I spend a lot of time saying, “be careful,” when I need to do more of, “go for it!” It’s time to explore and be curious about life again. Instead of sitting on the sidelines retiring from adventure, I choose to embrace it. How about you? C’mon moms, young, old and in-between. Are you with me?
This perspective is from my personal experience. If you are an older mom, your experience may differ from mine. While there are more risks and considerations for pregnancy in older women, I certainly would not recommend having a child earlier to avoid these risks. Work with your doctor to ensure that you and baby are both healthy, no matter your age.
Did you become a mom at an older age?
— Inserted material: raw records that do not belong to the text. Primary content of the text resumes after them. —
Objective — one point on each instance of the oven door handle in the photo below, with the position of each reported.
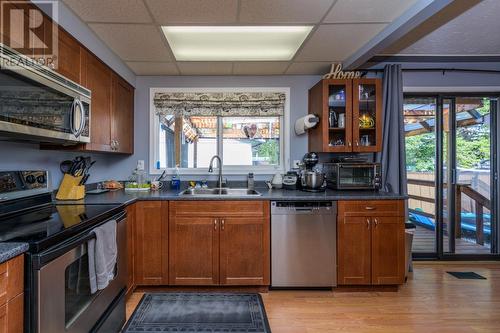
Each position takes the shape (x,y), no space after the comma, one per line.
(41,259)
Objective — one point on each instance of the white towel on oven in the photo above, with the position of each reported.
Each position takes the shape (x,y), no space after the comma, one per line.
(102,252)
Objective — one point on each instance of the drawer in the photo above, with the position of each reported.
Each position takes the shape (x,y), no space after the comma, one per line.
(220,208)
(371,208)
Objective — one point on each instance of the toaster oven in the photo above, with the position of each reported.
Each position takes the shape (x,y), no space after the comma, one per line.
(352,176)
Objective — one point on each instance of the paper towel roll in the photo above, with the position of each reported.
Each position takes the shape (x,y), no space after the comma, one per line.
(304,123)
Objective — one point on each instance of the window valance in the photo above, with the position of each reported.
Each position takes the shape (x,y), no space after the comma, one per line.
(229,104)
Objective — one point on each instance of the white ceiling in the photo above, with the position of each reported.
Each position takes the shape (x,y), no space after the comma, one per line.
(475,32)
(131,28)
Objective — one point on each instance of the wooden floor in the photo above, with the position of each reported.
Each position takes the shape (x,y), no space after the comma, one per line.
(431,302)
(424,241)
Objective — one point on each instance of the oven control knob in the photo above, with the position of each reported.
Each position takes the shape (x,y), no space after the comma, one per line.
(30,179)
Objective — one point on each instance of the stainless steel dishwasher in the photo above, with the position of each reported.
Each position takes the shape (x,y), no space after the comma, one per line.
(303,244)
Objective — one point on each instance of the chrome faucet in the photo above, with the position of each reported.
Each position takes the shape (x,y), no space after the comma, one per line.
(211,169)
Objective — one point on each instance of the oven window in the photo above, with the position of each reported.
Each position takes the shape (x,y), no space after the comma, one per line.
(356,176)
(77,289)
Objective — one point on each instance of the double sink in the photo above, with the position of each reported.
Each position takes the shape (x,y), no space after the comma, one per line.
(215,192)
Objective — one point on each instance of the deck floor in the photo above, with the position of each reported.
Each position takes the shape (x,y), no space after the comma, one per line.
(424,241)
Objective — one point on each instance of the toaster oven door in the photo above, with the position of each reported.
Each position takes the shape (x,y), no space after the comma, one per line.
(358,176)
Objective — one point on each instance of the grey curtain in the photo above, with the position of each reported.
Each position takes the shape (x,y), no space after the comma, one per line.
(393,153)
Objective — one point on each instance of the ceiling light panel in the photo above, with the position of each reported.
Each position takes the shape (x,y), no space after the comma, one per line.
(235,43)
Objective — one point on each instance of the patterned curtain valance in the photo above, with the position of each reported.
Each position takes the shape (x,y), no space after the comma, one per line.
(220,103)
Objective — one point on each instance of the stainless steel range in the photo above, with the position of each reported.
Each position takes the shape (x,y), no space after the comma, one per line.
(58,297)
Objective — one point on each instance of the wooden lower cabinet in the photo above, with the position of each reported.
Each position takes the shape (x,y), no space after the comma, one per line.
(354,251)
(151,243)
(130,249)
(370,242)
(194,251)
(11,295)
(244,251)
(219,243)
(388,246)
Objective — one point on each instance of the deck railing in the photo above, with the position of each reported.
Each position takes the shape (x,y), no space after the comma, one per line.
(480,202)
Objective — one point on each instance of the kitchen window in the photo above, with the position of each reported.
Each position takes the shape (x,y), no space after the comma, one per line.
(246,128)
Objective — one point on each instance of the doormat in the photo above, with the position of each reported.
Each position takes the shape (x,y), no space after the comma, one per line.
(199,313)
(467,275)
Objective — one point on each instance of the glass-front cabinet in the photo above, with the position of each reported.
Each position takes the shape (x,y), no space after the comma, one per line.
(367,106)
(350,115)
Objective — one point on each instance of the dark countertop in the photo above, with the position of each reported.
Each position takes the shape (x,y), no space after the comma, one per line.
(11,250)
(124,197)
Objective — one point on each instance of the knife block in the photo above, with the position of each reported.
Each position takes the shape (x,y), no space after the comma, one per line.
(70,188)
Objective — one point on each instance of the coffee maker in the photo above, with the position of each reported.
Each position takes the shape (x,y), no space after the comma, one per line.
(311,180)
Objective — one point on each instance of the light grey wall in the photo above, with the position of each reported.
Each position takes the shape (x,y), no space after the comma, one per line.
(81,31)
(299,86)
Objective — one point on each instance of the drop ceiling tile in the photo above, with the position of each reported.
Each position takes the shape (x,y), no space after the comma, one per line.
(337,42)
(467,34)
(125,11)
(309,68)
(133,42)
(283,11)
(259,68)
(353,11)
(153,68)
(193,11)
(205,68)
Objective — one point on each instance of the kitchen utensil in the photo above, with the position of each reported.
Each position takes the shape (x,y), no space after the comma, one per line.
(277,180)
(162,175)
(156,185)
(312,180)
(341,120)
(365,140)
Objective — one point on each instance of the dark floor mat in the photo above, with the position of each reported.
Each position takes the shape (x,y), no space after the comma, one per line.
(467,275)
(199,312)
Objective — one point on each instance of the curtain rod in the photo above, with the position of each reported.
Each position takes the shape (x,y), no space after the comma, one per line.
(443,70)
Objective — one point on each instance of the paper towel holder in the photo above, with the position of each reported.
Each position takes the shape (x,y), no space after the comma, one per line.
(304,123)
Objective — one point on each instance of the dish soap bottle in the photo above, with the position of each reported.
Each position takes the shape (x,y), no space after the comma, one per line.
(176,179)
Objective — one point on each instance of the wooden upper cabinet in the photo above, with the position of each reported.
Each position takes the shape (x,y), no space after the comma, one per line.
(244,251)
(151,243)
(99,81)
(353,250)
(70,57)
(341,106)
(367,115)
(388,245)
(370,242)
(194,250)
(122,116)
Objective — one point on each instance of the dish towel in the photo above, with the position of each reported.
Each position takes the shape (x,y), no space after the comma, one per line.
(102,252)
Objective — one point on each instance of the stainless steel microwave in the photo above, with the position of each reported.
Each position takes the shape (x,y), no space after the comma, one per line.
(352,176)
(38,104)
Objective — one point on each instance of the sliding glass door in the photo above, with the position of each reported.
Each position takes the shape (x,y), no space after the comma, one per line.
(450,145)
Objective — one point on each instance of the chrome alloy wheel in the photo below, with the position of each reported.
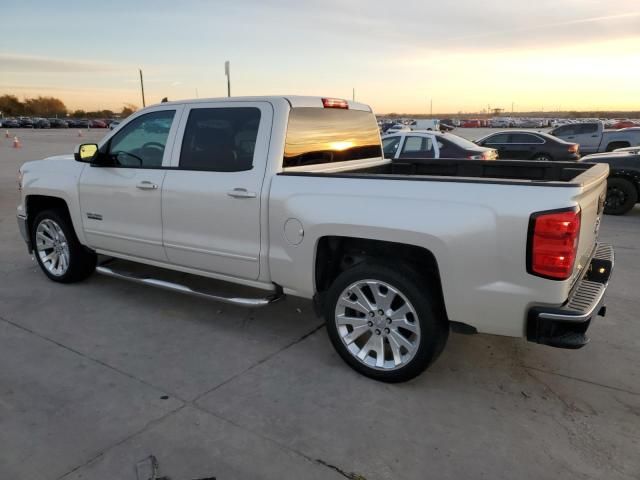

Please share your experience in the comments below.
4 thoughts on “Pregnant at 40 Naturally”
I had my daughter when I was 36 years old. Although I might not have been mature enough or financially settled enough to start a family earlier, I wish I would have. The risks definitely go up with age, and all of my subsequent pregnancies ended in miscarriage. It’s wonderful being a mom.
Oh, my goodness. I am so sorry for your losses. I can’t imagine how heartbreaking and disappointing that was for you and your family. In regards to having more kids, yes, I can definitely agree that starting younger would be an advantage. I have just the one and never even considered trying for another. But, if I did have her even 10 years earlier, a second child would have been nice.
I think that you make any necessary adjustments required when a baby comes, whether or not you’re ready with money/ maturity. It’s all about learning as you grow together. I also enjoy being a mom. It’s so much more than I imagined it would or could be. I that, I think we can both agree.
I appreciate you sharing your experience with me. I’m sure it wasn’t easy to do.
Yes, I love being a mom. You’re right that we evolve as our circumstances change. With new roles and responsibilities, we adjust and grow.
Thank goodness for growth and the opportunity to adapt. It isn’t always comfortable, but I’m happy that we have the ability to do it.